While the offer was a “generous fair market price,” the sisters weren’t budging, Neal Smith said. Neal Smith, who is not related to Lynne Smith, has assisted the sisters for 30 years, first as their auditor, later as a consultant and negotiator during the 10-year land deal, and as chief administrator since 1986.

“Care of the land is deeply ingrained in these sisters and in Benedictine tradition,” he said. In October the sisters won a $2,000 environmental award for helping to improve the Lake Mendota Priority Watershed, for restoring endangered ecosystems and for working with civic, governmental and environmental groups and hundreds of volunteers.

The sisters chose to restore the land to its natural prairie grasses and native wildflowers and to build up a pine and oak savannah. Their action has resulted in new wetland/detention areas that have eliminated silt and chemical runoff from 200 acres of nearby land. It has also significantly improved the quality of water flowing into Lake Mendota.

The restoration of Lost Lake, a tiny glacial body of water on the property, has similarly enhanced its capacity to handle runoff in its drainage basin. A local dredger removed more than 5,000 truckloads of sediment from the lake, much of it used as topsoil for the nearby prairie. And he did it all for only $75,000, the sisters noted.

“We have lots of backers,” Walgenbach said. She listed the wildlife conservation group “Ducks Unlimited” among them. The center supports itself with donations and earns modest retreat and conference rental fees, she said.

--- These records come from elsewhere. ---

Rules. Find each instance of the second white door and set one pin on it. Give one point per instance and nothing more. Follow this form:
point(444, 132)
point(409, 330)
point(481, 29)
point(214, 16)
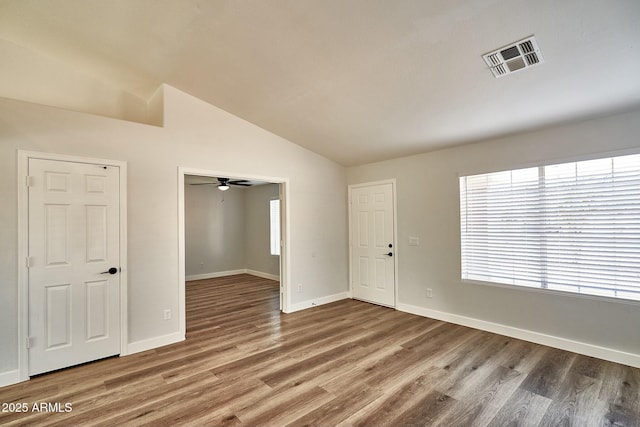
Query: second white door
point(372, 227)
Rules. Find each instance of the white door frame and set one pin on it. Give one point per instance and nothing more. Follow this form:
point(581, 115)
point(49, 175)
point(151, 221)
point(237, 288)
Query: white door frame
point(284, 231)
point(23, 249)
point(395, 235)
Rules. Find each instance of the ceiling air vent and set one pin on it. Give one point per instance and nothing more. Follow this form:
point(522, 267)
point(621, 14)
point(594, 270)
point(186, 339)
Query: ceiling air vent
point(514, 57)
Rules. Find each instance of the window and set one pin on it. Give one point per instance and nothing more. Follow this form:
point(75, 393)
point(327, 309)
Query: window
point(274, 211)
point(571, 227)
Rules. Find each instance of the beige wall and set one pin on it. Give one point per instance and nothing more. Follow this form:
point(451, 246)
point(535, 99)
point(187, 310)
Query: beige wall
point(196, 135)
point(428, 208)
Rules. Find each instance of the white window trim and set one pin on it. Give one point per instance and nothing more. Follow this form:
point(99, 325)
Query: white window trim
point(540, 287)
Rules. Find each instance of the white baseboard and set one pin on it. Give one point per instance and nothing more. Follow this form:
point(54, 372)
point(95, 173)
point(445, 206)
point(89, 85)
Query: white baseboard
point(231, 273)
point(151, 343)
point(318, 301)
point(11, 377)
point(263, 275)
point(617, 356)
point(214, 275)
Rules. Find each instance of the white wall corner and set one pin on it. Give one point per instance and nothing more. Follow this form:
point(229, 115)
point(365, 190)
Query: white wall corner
point(317, 301)
point(263, 275)
point(586, 349)
point(11, 377)
point(151, 343)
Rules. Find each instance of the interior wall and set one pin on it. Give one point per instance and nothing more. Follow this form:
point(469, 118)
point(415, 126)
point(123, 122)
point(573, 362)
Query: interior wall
point(195, 135)
point(258, 229)
point(214, 230)
point(428, 208)
point(30, 76)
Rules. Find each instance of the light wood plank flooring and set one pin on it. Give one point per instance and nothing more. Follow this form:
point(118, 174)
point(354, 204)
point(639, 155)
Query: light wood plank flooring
point(348, 363)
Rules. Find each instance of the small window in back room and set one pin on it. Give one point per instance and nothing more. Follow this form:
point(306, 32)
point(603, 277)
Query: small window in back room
point(274, 211)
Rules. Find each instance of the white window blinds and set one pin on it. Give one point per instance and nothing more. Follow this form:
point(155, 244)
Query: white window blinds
point(274, 222)
point(571, 227)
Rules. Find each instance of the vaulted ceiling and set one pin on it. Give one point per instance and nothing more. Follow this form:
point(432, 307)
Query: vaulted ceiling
point(354, 80)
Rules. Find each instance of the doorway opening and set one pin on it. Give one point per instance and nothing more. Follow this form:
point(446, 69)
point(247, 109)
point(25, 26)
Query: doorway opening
point(227, 231)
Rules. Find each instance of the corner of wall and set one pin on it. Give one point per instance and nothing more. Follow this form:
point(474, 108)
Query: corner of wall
point(155, 107)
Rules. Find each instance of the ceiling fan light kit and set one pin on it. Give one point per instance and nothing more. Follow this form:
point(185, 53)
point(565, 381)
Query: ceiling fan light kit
point(224, 184)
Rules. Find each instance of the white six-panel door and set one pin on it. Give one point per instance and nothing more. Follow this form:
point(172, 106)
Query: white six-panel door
point(372, 244)
point(74, 307)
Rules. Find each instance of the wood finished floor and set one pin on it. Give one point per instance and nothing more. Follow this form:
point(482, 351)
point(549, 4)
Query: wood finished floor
point(347, 363)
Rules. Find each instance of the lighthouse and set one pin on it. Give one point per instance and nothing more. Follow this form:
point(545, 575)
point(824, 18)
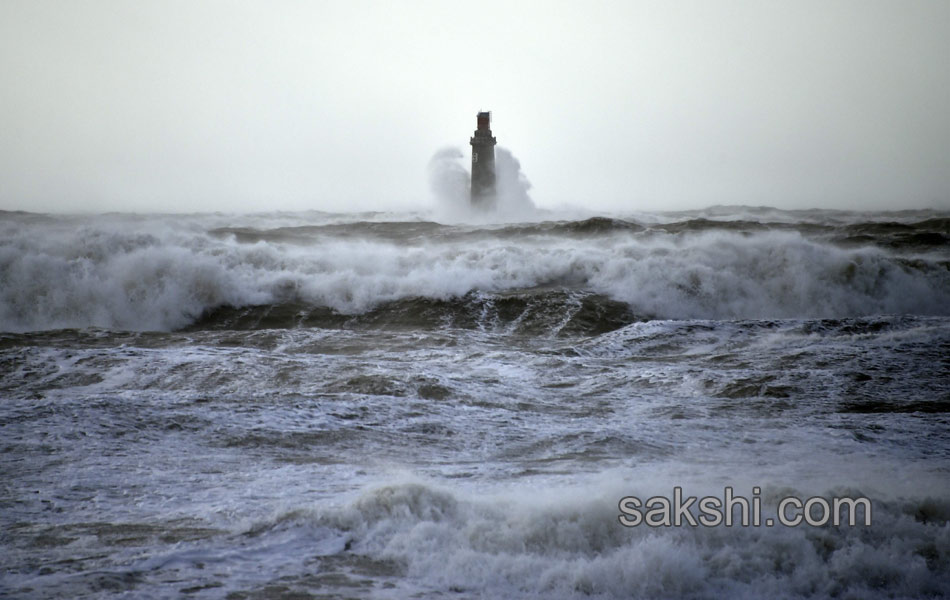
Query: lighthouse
point(483, 163)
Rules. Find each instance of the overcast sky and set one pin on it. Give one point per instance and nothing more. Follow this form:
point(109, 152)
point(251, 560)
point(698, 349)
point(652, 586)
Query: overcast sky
point(202, 106)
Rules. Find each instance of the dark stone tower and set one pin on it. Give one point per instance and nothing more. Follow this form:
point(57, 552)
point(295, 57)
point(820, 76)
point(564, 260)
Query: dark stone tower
point(483, 163)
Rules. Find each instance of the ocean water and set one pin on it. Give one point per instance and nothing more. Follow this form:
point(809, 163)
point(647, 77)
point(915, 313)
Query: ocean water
point(387, 405)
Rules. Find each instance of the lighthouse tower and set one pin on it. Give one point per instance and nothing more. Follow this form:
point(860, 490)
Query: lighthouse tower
point(483, 163)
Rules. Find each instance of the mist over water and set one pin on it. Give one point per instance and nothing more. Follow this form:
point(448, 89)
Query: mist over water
point(450, 184)
point(452, 403)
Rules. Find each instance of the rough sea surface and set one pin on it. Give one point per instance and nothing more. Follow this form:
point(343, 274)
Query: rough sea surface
point(388, 406)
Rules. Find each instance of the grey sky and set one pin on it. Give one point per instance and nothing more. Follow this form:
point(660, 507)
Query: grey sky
point(198, 106)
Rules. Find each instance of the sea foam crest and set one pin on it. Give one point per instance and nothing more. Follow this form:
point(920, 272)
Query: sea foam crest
point(143, 275)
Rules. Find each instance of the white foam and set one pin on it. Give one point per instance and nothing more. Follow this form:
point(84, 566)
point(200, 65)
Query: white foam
point(142, 274)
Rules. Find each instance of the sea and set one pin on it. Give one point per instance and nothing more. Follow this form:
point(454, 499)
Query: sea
point(407, 405)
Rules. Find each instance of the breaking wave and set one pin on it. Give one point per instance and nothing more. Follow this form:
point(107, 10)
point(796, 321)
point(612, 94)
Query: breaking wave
point(569, 545)
point(141, 273)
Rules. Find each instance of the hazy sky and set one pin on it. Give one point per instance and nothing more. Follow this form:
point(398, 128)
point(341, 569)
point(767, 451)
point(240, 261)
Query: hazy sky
point(201, 106)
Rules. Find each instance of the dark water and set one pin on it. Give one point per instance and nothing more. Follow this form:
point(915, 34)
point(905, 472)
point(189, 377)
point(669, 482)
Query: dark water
point(381, 405)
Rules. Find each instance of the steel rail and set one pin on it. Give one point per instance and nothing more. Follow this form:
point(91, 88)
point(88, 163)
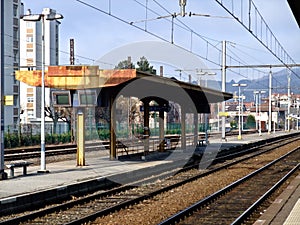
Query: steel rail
point(188, 211)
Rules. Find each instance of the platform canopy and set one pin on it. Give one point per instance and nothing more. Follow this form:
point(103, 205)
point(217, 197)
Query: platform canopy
point(136, 83)
point(295, 7)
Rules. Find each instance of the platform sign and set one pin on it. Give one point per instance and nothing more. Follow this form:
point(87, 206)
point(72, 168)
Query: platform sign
point(61, 99)
point(156, 108)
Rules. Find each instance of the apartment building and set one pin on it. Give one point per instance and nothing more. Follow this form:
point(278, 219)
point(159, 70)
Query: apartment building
point(31, 59)
point(9, 60)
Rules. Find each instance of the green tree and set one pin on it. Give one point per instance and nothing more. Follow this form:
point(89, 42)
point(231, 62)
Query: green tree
point(125, 64)
point(145, 66)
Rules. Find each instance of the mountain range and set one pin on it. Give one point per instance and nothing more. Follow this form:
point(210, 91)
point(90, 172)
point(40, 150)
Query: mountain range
point(279, 84)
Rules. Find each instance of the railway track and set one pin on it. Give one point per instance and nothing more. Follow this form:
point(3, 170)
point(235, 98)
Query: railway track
point(99, 204)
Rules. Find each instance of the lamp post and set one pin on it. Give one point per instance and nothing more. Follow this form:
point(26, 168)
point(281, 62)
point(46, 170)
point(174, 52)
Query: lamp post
point(239, 86)
point(201, 73)
point(259, 109)
point(34, 18)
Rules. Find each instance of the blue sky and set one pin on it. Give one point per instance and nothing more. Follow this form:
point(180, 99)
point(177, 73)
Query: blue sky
point(97, 33)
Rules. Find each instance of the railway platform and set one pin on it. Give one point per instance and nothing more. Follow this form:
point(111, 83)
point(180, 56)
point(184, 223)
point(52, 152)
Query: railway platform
point(65, 177)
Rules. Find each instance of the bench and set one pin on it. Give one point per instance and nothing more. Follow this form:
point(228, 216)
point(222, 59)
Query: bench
point(16, 164)
point(120, 144)
point(169, 142)
point(200, 142)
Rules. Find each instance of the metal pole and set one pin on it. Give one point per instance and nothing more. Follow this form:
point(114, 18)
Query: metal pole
point(289, 101)
point(259, 99)
point(43, 154)
point(3, 175)
point(270, 103)
point(240, 133)
point(242, 109)
point(223, 86)
point(256, 110)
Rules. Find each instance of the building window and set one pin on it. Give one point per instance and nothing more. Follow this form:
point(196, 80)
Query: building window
point(16, 89)
point(29, 38)
point(29, 24)
point(30, 113)
point(16, 111)
point(15, 10)
point(30, 99)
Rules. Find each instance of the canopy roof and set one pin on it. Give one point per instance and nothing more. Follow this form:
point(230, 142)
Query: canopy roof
point(139, 84)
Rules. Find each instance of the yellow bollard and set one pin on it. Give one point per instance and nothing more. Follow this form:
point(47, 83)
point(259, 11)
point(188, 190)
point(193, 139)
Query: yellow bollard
point(80, 140)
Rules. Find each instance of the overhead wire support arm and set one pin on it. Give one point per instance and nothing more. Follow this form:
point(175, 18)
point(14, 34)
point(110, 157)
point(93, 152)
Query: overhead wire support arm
point(262, 35)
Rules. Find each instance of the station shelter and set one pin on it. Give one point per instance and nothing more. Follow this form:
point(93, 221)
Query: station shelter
point(110, 84)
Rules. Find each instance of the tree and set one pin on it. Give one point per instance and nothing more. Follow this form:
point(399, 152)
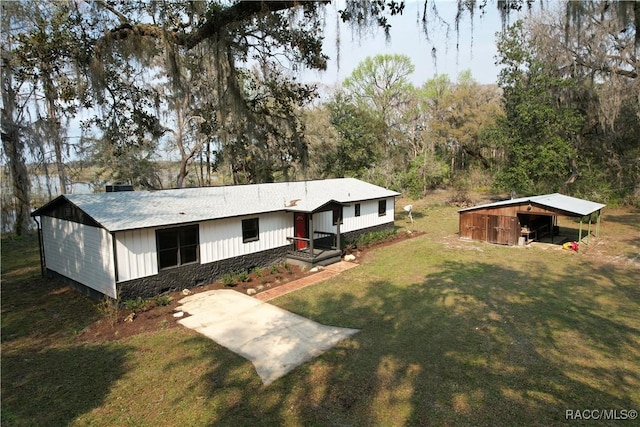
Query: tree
point(357, 149)
point(13, 146)
point(540, 130)
point(596, 46)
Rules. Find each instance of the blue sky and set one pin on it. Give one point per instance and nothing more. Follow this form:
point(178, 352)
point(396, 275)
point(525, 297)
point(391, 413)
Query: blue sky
point(477, 54)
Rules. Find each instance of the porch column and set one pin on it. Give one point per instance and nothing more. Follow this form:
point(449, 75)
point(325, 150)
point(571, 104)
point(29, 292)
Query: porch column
point(580, 232)
point(338, 231)
point(311, 234)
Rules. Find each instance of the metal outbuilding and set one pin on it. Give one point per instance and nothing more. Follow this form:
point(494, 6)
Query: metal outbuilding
point(514, 221)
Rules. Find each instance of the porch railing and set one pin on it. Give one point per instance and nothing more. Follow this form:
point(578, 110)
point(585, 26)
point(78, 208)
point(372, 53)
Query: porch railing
point(326, 241)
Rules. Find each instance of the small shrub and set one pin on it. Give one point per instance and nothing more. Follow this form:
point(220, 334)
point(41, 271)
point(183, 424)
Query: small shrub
point(228, 280)
point(110, 309)
point(243, 276)
point(288, 268)
point(138, 304)
point(163, 300)
point(374, 237)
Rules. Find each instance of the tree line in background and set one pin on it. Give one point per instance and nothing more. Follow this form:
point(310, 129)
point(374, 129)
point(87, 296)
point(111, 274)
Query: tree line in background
point(213, 84)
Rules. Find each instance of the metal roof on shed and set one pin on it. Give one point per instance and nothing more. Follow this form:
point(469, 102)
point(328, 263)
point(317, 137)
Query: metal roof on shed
point(142, 209)
point(571, 205)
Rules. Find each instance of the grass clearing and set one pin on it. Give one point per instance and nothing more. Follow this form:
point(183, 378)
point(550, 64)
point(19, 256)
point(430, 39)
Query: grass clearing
point(452, 333)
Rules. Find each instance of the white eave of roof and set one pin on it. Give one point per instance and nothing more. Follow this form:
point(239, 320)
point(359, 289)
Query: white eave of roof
point(143, 209)
point(557, 201)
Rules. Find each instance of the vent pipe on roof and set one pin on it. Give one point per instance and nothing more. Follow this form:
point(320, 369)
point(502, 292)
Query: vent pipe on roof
point(115, 188)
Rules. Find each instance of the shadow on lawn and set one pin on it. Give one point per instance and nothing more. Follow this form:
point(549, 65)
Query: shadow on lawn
point(473, 344)
point(77, 379)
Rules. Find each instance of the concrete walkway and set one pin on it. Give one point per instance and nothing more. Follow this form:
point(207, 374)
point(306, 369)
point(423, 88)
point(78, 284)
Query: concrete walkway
point(275, 340)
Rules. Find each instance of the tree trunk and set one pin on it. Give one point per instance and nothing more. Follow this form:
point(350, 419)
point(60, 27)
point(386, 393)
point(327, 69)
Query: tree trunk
point(14, 149)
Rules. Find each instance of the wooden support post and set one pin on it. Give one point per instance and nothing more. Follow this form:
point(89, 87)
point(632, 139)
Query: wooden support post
point(580, 232)
point(311, 235)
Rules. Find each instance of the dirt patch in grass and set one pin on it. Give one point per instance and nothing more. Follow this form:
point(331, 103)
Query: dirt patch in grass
point(121, 323)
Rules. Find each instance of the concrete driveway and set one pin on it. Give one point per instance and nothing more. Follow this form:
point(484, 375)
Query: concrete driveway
point(275, 340)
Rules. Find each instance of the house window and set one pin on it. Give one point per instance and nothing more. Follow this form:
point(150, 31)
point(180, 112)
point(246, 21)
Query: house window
point(382, 207)
point(337, 213)
point(177, 246)
point(250, 230)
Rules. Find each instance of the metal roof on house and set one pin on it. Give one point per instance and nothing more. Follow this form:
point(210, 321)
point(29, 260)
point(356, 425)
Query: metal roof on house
point(568, 204)
point(142, 209)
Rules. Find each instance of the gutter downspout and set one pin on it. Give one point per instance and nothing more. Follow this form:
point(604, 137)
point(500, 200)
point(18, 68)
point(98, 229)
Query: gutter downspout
point(40, 247)
point(115, 262)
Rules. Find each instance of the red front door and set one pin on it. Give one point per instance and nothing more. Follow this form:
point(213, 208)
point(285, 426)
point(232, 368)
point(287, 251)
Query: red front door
point(301, 229)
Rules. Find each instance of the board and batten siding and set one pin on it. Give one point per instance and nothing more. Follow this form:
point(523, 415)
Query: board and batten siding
point(80, 252)
point(137, 254)
point(323, 221)
point(222, 238)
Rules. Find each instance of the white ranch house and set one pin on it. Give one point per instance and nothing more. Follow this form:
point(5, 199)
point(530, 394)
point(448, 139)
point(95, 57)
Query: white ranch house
point(143, 243)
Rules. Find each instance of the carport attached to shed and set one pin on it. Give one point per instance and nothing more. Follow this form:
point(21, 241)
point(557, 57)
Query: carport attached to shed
point(506, 221)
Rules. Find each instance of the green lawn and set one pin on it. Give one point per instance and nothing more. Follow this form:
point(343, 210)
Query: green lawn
point(452, 333)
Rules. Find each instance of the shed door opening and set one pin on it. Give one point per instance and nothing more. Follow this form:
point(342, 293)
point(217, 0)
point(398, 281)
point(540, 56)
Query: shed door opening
point(301, 230)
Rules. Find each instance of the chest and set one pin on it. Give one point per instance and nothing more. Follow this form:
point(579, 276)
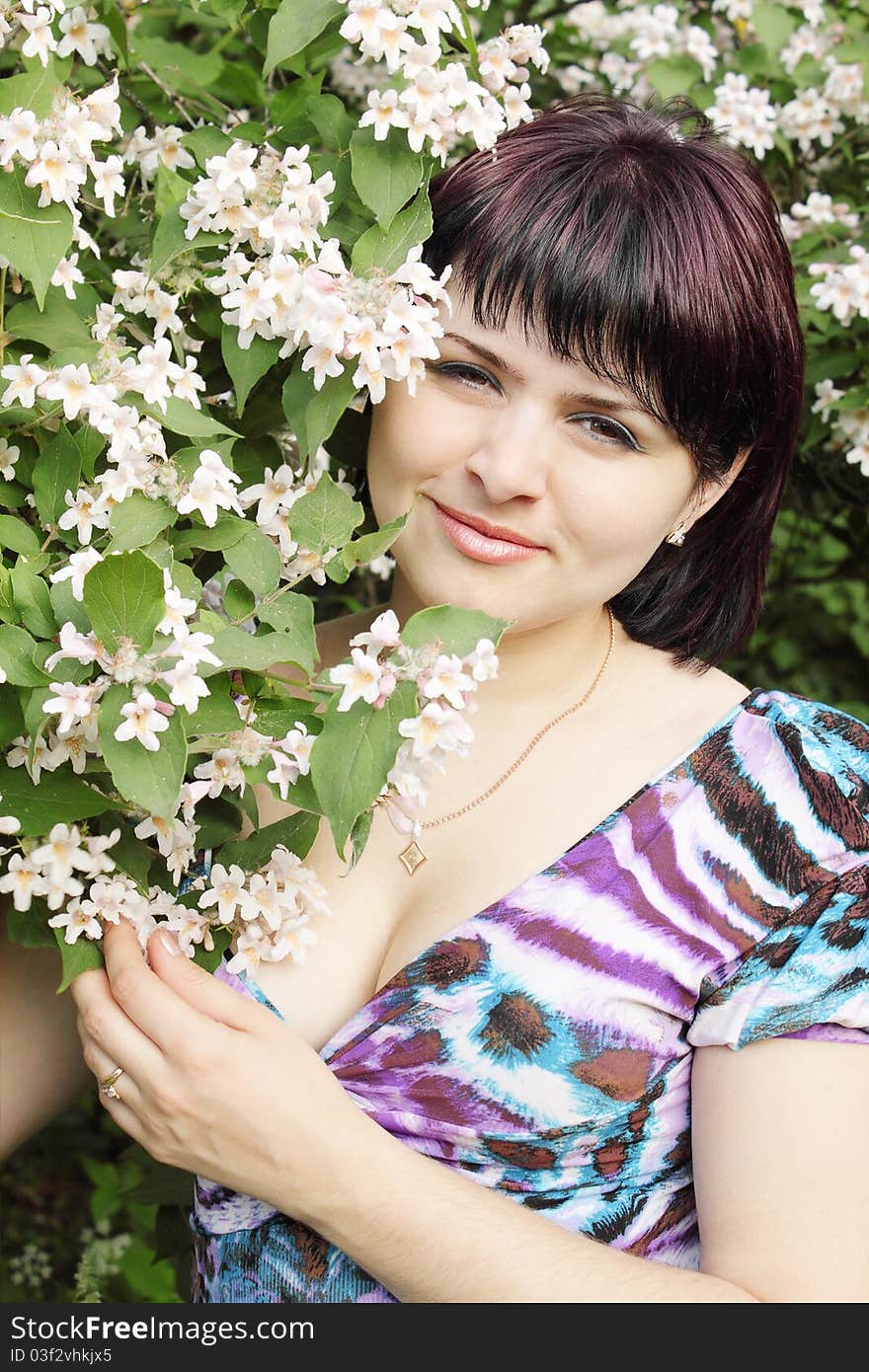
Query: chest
point(383, 918)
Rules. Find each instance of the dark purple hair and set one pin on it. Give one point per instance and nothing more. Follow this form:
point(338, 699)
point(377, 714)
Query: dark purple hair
point(640, 243)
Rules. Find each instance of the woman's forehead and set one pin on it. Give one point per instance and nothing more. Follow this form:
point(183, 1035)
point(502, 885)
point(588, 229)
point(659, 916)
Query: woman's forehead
point(524, 352)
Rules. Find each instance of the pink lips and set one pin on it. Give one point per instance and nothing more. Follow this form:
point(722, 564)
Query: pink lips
point(479, 546)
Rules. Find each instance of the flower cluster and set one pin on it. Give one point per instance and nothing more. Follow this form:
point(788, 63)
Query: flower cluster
point(844, 288)
point(446, 686)
point(52, 28)
point(58, 152)
point(275, 496)
point(816, 213)
point(850, 428)
point(270, 913)
point(295, 287)
point(435, 102)
point(136, 442)
point(77, 704)
point(48, 869)
point(246, 748)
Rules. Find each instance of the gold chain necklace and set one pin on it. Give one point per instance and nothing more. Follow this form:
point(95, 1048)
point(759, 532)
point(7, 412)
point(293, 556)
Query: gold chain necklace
point(414, 855)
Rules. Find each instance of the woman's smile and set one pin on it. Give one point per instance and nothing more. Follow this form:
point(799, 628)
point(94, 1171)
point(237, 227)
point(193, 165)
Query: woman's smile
point(481, 546)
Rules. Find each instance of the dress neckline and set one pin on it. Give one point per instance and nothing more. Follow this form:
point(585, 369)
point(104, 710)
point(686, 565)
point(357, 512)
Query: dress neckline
point(340, 1038)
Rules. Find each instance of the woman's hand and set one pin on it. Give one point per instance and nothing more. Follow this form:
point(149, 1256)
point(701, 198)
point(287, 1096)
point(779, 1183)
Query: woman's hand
point(213, 1083)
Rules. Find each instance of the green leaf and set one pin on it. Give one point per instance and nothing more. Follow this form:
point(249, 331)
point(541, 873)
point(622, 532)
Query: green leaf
point(218, 822)
point(327, 407)
point(672, 76)
point(331, 119)
point(256, 560)
point(292, 614)
point(217, 713)
point(169, 240)
point(171, 189)
point(368, 546)
point(34, 239)
point(62, 799)
point(459, 630)
point(353, 753)
point(144, 778)
point(130, 854)
point(295, 25)
point(17, 535)
point(238, 600)
point(247, 365)
point(136, 520)
point(11, 718)
point(324, 516)
point(34, 90)
point(256, 651)
point(182, 418)
point(228, 530)
point(389, 249)
point(296, 394)
point(34, 602)
point(206, 143)
point(29, 928)
point(123, 597)
point(83, 955)
point(59, 324)
point(9, 609)
point(56, 471)
point(179, 65)
point(296, 833)
point(773, 25)
point(17, 650)
point(65, 607)
point(384, 175)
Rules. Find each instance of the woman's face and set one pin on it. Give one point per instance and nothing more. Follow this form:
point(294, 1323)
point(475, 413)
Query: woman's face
point(530, 442)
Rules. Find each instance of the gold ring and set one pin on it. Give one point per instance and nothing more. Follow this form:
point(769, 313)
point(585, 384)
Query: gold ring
point(108, 1084)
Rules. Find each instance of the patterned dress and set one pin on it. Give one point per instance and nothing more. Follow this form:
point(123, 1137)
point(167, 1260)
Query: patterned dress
point(544, 1045)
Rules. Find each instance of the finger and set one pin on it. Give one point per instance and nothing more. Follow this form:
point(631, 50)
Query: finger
point(103, 1066)
point(106, 1024)
point(123, 1117)
point(146, 999)
point(199, 988)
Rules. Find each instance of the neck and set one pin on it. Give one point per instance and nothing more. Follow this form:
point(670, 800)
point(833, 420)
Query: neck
point(545, 667)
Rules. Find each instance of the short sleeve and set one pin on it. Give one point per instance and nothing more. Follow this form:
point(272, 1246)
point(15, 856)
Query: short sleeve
point(805, 980)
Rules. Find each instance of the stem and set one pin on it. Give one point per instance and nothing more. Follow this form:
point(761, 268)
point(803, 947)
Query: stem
point(470, 41)
point(171, 95)
point(2, 312)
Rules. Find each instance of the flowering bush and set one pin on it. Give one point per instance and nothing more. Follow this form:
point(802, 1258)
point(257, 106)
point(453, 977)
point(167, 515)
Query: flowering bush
point(211, 233)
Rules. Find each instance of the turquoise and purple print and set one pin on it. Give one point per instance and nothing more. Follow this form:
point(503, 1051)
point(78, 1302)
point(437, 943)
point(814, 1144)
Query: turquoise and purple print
point(544, 1045)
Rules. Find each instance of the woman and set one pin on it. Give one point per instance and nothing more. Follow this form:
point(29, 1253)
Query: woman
point(598, 1045)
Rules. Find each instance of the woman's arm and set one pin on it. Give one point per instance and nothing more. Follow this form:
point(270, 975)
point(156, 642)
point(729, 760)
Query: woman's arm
point(41, 1068)
point(781, 1133)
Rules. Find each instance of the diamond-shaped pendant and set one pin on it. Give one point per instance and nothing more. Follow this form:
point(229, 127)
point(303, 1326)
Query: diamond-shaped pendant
point(412, 857)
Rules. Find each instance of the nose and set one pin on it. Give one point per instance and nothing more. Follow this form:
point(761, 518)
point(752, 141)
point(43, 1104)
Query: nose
point(511, 456)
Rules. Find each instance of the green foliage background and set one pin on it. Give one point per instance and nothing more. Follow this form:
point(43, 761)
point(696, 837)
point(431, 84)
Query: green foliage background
point(76, 1187)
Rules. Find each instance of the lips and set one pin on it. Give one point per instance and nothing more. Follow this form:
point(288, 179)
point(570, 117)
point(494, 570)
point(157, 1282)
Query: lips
point(506, 535)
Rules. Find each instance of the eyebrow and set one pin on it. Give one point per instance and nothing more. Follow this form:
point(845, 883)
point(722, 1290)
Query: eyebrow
point(565, 398)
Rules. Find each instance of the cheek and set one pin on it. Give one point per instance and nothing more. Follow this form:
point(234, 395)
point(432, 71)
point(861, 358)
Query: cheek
point(411, 440)
point(615, 507)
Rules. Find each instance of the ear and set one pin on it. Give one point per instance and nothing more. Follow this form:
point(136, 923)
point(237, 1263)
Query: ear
point(717, 489)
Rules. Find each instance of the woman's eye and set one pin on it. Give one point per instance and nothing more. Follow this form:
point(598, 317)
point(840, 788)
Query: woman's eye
point(604, 431)
point(607, 431)
point(470, 376)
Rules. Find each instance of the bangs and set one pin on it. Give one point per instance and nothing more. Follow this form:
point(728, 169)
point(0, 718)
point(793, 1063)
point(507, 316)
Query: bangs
point(623, 247)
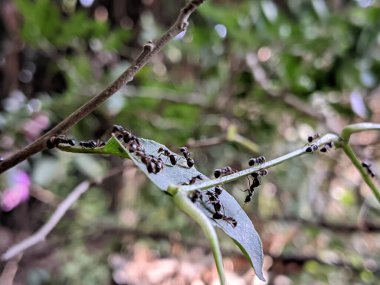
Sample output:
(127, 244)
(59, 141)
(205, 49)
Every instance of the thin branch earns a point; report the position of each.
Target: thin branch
(357, 163)
(9, 271)
(345, 135)
(149, 50)
(262, 79)
(41, 234)
(229, 178)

In this ecumenical enclave in Wisconsin, monastics, visitors and guests can gratify their senses by picking apples in the center’s orchards, preparing vegetables fresh from its garden, harvesting seeds, tending one of the center’s 25 bluebird houses or getting a closer look at the recently returned eagles and blue herons.

Lynne Smith recalled the summer day here when “I gave my life publicly to God through this community. I was held up by this whole community,” she said, lifting her arms aloft, “just as God is holding us all up now.” St. Benedict’s Monastery is a place for women who are willing to take risks, who are called to the contemplative life and who hunger for a deep prayer life, she said. “The monastery is my heart’s home.”

Patricia Lefevere is an NCR special report writer.